How do I trim leading and trailing whitespace from each line of some output?

awk '{$1=$1;print}'

or shorter:

awk '{$1=$1};1'

Would trim leading and trailing space or tab characters1 and also squeeze sequences of tabs and spaces into a single space.

That works because when you assign something to one of the fields, awk rebuilds the whole record (as printed by print) by joining all fields ($1, ..., $NF) with OFS (space by default).

1(and possibly other blank characters depending on the locale and the awk implementation)


The command can be condensed like so if you're using GNU sed:

$ sed 's/^[ \t]*//;s/[ \t]*$//' < file

Example

Here's the above command in action.

$ echo -e " \t   blahblah  \t  " | sed 's/^[ \t]*//;s/[ \t]*$//'
blahblah

You can use hexdump to confirm that the sed command is stripping the desired characters correctly.

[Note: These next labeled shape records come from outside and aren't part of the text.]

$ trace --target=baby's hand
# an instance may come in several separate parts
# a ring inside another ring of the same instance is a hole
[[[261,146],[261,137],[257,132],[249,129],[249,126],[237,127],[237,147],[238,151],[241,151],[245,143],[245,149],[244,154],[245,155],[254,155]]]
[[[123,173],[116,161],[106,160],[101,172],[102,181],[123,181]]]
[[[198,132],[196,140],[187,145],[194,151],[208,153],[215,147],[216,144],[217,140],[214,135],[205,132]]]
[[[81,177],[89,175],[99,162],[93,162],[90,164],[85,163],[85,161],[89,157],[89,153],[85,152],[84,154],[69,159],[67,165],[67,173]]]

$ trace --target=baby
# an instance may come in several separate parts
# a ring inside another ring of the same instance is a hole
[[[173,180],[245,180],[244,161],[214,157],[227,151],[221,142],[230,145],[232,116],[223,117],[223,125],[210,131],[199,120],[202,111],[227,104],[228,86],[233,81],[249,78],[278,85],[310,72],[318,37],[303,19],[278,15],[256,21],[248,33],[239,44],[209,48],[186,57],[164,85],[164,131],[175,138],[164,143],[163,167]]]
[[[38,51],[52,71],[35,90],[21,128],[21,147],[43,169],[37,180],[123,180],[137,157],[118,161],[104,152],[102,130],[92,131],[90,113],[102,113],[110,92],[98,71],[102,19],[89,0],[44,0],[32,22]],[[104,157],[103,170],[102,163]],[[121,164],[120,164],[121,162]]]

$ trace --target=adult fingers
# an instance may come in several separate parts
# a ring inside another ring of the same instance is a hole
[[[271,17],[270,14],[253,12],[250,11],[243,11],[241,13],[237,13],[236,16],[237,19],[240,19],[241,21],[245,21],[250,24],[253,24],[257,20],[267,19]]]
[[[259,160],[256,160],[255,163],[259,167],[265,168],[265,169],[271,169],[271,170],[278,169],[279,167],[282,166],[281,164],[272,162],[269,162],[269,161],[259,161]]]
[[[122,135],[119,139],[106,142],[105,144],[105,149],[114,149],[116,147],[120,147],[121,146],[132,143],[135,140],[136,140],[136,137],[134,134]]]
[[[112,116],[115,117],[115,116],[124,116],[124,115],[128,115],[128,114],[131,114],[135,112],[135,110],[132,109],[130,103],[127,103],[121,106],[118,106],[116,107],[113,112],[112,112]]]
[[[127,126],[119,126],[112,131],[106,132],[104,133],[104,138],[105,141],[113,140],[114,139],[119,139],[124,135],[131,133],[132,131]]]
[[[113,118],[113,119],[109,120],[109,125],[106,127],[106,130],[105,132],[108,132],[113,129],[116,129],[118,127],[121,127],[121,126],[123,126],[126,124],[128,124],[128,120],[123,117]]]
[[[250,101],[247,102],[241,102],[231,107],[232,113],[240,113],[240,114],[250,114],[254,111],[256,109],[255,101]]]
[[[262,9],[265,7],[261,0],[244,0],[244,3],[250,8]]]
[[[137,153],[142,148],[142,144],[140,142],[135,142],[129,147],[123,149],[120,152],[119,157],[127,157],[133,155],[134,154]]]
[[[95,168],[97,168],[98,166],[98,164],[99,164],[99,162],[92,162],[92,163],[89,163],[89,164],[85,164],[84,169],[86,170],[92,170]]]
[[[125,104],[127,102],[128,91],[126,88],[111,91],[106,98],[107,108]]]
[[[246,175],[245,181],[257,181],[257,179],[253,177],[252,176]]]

$ echo -e " \t   blahblah  \t  " | sed 's/^[ \t]*//;s/[ \t]*$//' | hexdump -C
00000000  62 6c 61 68 62 6c 61 68  0a                       |blahblah.|
00000009

Character classes

You can also use character class names instead of literally listing the sets like this, [ \t]:

$ sed 's/^[[:blank:]]*//;s/[[:blank:]]*$//' < file

Example

$ echo -e " \t   blahblah  \t  " | sed 's/^[[:blank:]]*//;s/[[:blank:]]*$//'

Most of the GNU tools that make use of regular expressions (regex) support these classes (here with their equivalent in the typical C locale of an ASCII-based system (and there only)).

 [[:alnum:]]  - [A-Za-z0-9]     Alphanumeric characters
 [[:alpha:]]  - [A-Za-z]        Alphabetic characters
 [[:blank:]]  - [ \t]           Space or tab characters only
 [[:cntrl:]]  - [\x00-\x1F\x7F] Control characters
 [[:digit:]]  - [0-9]           Numeric characters
 [[:graph:]]  - [!-~]           Printable and visible characters
 [[:lower:]]  - [a-z]           Lower-case alphabetic characters
 [[:print:]]  - [ -~]           Printable (non-Control) characters
 [[:punct:]]  - [!-/:-@[-`{-~]  Punctuation characters
 [[:space:]]  - [ \t\v\f\n\r]   All whitespace chars
 [[:upper:]]  - [A-Z]           Upper-case alphabetic characters
 [[:xdigit:]] - [0-9a-fA-F]     Hexadecimal digit characters

Using these instead of literal sets always seems like a waste of space, but if you're concerned with your code being portable, or having to deal with alternative character sets (think international), then you'll likely want to use the class names instead.

References

  • Section 3 of the sed FAQ

xargs without arguments do that.

Example:

trimmed_string=$(echo "no_trimmed_string" | xargs)